In an interview with The Associated Press, Jackson said the Great Lakes Restoration Initiative will focus on three major problem areas in the next couple of years: contaminated river mouths, invasive species and watersheds choked with phosphorus that causes massive algae blooms. Among the priorities will be putting cleanups of toxic “areas of concern” on the fast track, she said.
“These are literally cleanups that certain people have spent their career on,” Jackson said prior to a speech during a Great Lakes conference.
The U.S. and Canada designated 43 polluted areas for special attention in 1987, but only four have been completed and dropped from the list.
Jackson said in the 2012 fiscal year EPA will step up work on the Sheboygan River in Wisconsin, White Lake and River Raisin in Michigan and the Ashtabula River in Ohio. Areas to be targeted in 2013 include Deer Lake, the Manistique River, the St. Marys River and the St. Clair River in Michigan and Waukegan Harbor in Illinois.

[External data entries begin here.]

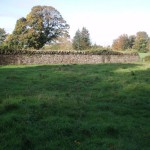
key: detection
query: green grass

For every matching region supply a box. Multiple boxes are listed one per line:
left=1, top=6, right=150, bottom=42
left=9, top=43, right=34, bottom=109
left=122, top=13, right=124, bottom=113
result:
left=139, top=52, right=150, bottom=61
left=0, top=64, right=150, bottom=150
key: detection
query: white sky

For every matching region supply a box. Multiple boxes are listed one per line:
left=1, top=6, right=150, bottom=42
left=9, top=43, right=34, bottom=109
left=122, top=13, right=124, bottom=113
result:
left=0, top=0, right=150, bottom=46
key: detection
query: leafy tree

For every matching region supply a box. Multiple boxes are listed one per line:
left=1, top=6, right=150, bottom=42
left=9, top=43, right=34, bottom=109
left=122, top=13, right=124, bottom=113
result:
left=133, top=32, right=149, bottom=52
left=129, top=35, right=136, bottom=49
left=112, top=34, right=130, bottom=50
left=7, top=6, right=69, bottom=49
left=0, top=28, right=7, bottom=45
left=72, top=29, right=82, bottom=50
left=73, top=27, right=91, bottom=50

The federal government has pumped $775 million into the Great Lakes restoration program the past two years and President Barack Obama has requested $350 million for the next year. Advocates say billions will need to be spent over many years to deal with some of the lakes’ most pressing environmental problems.
Jackson said she was optimistic that Congress would continue funding the program even while cutting spending elsewhere to reduce the deficit.
“The president’s commitment to the Great Lakes and the idea of Great Lakes restoration remains strong,” Jackson said. “It doesn’t exist in a vacuum, so it’s probably reasonable for us to be able to show over time … measureable progress, real results. And I think as long as we do that, we’ll be able to successfully argue to Congress that this is money well spent.”